Where did chess originate?
Chess originated in India after 500 BC and had arrived in Christian Europe via the Islamic world by at least the AD 990s. The original Indian and Islamic game was adapted to reflect medieval European society, so that the Indian war elephant was replaced with the figure of the bishop. The rooks biting their shields resemble the Viking berserkers of Norse myth, while the pose of the queens is derived from depictions of the grieving Virgin Mary. The pawns, lacking any human features, reflect the abstract pieces used in the Islamic version of the game.
Did you know?
- The name rook comes from Persian word rukh, which means chariot, and was the original Indian form of the modern castle.
Playing it for laughs
By James Robinson, curator, British Museum
Few objects compete with the Lewis chessmen in terms of their popular appeal. These endearing little figures have attracted audiences to the British Museum since the moment of their acquisition in 1831.
In recent years, they have found new fame from their inclusion in the 2001 film adaptation of Harry Potter and the Philosopher’s Stone. In the film, Harry and Ron compete at wizard’s chess using replicas of the Lewis chessmen. At the critical moment of victory, an enraged queen stands from her throne which she picks up to smash across her opponent.
This animated sequence taps into a longstanding appreciation of the Lewis chessmen’s comic qualities. But were they made for laughs?
The pieces that probably raise the biggest smiles are the famously grumpy queens who rest their chins in their hands, nursing a toothache or fretting about the weather.
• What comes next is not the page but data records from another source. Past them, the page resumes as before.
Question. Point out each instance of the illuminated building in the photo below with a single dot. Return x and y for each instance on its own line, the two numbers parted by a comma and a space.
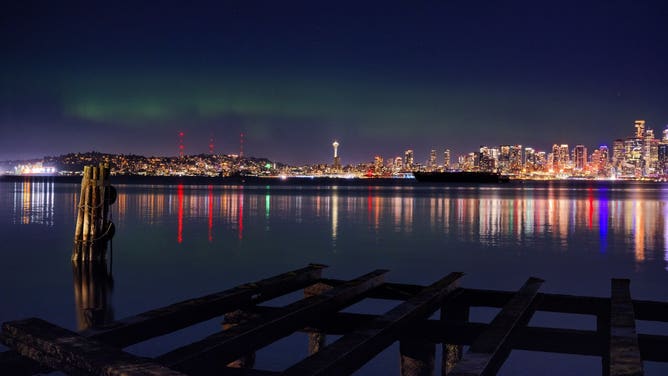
560, 160
529, 159
485, 161
432, 164
580, 157
662, 153
515, 159
446, 159
618, 155
398, 164
599, 161
504, 157
541, 160
408, 160
378, 164
650, 153
640, 128
337, 161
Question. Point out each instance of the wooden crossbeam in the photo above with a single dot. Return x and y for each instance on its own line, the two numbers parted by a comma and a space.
487, 350
65, 350
137, 328
167, 319
224, 347
353, 350
625, 357
558, 303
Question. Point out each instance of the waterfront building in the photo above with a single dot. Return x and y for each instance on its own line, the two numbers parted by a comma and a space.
580, 157
515, 159
337, 160
560, 159
432, 164
504, 157
409, 160
378, 164
446, 159
529, 159
485, 161
618, 155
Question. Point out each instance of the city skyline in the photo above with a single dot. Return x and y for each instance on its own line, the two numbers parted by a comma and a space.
126, 77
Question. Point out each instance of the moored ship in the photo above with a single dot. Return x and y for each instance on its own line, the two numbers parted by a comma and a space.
460, 177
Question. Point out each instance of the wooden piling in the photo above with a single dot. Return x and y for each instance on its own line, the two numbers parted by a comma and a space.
316, 338
93, 227
99, 350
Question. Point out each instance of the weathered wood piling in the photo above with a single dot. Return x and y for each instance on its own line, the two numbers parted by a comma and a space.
93, 227
249, 326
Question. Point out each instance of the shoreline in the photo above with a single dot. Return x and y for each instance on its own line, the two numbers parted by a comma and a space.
309, 181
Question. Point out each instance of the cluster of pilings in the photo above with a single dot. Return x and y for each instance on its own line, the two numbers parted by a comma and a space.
94, 228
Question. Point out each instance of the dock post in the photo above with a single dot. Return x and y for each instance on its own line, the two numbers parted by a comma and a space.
233, 319
93, 228
452, 353
93, 285
316, 339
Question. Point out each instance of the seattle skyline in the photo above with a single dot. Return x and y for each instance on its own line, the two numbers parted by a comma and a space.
126, 78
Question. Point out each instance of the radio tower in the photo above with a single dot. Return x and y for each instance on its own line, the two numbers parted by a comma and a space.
181, 147
241, 145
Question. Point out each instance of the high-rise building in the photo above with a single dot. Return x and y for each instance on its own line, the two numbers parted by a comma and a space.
504, 157
432, 160
337, 160
580, 157
515, 159
398, 164
618, 155
601, 161
409, 160
446, 159
640, 128
541, 160
378, 164
560, 160
485, 161
529, 159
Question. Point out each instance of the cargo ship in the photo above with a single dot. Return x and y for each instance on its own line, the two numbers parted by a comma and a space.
460, 177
The bulging eyed foot soldiers that bite their shields with enlarged teeth come a close second. But, although we can never be certain what the carver originally intended, it is worth looking at the wider context to try to understand the significance of these figures for a twelfth century audience.
Chess was conceived and developed as a game of intellect and skill. Though increasingly played by mixed sex opponents where it acted as a forum for flirtation, it was initially cultivated in knightly circles as a game that sharpened strategic thinking.
Chess, indeed, is generally played in earnest and rarely provokes a laugh. It is essentially a war game and it is the horror of the battlefield that is probably reflected in the poses of these two very distinctive pieces.
The queen’s attitude is derived from contemporary depictions of the Virgin Mary in contemplation of the crucified Christ. On the chessboard she undoubtedly surveys the carnage and considers what solace she can offer. The foot soldier, conversely, is a figure of great heroic ferocity drawn from Norse legend.
Known as berserkers, these fictional warriors are described in the sagas as biting their shields in a state of self-induced frenzy.
Rather than figures of fun, the chessmen represent the feudal order of society and convey the qualities of king, bishop, knight and soldier through the language of gesture. Despite their miniature size, they might be seen to embody truly monumental values of the human condition.